Na primeira semana de Abril, Lisboa juntou na “Non Fungible Conference” os artistas, especialistas em tecnologia e investidores de todo o mundo que estão a criar esta vaga. E o que de melhor se faz no mundo supera mesmo a nossa imaginação, desde bonés físicos com mensagens magnéticas que se podem mudar e também vivem no digital (The Magnetic Patch Cap), a artistas de rua que atuam apenas em ruas digitais (The Crypto Graffers), a joalharia de luxo virtual (Nebetah), a esculturas para decorar casas virtuais (Hermine Bourdin) ou mesmo garrafas de vinho em pares virtuais e reais (The Safe Box).

Não estamos a falar de possibilidades, nem de tecnologias desconhecidas e mundos perdidos pensados em noites de alucinação. Estamos a falar de realidades vivas e presentes em 2022 e de um movimento massivo quer das maiores e mais estratégicas marcas quer dos milhões de pessoas que ocupam já estes espaços através dos seus avatares. Estamos a falar de algo que já aconteceu, de uma nova audiência que já existe.

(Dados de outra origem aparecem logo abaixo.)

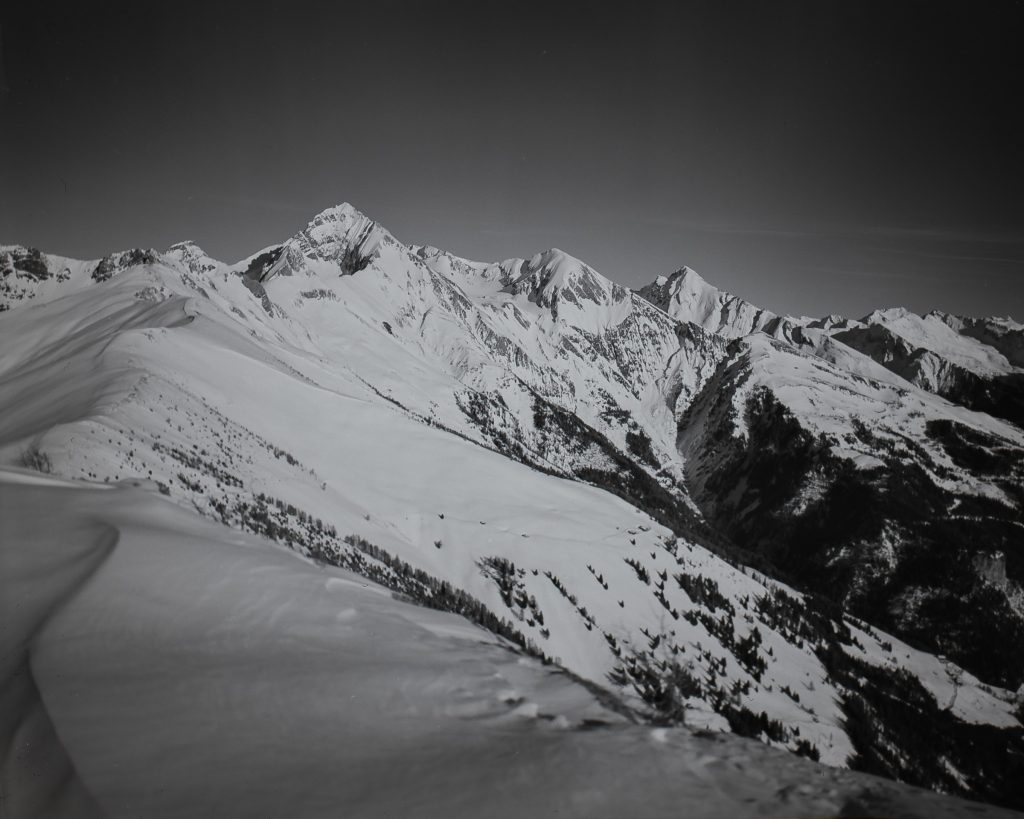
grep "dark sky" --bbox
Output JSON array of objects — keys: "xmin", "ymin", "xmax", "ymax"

Este mundo é estranho à primeira vista e curioso e intrigante mais à frente. Nasceu de tecnologia, de jogos de computador e de colecionáveis e está a entrar em todos os sectores de atividade representando oportunidades únicas. Também já vai muito para lá da moda e da competição entre quem tem o avatar com mais estilo. Tem atraído os melhores responsáveis de marketing de empresas globais que olham para o assunto como se de um novo Renascimento se tratasse e ajustam as suas estratégias de investimento. Bem-vindos à Era dos Avatares!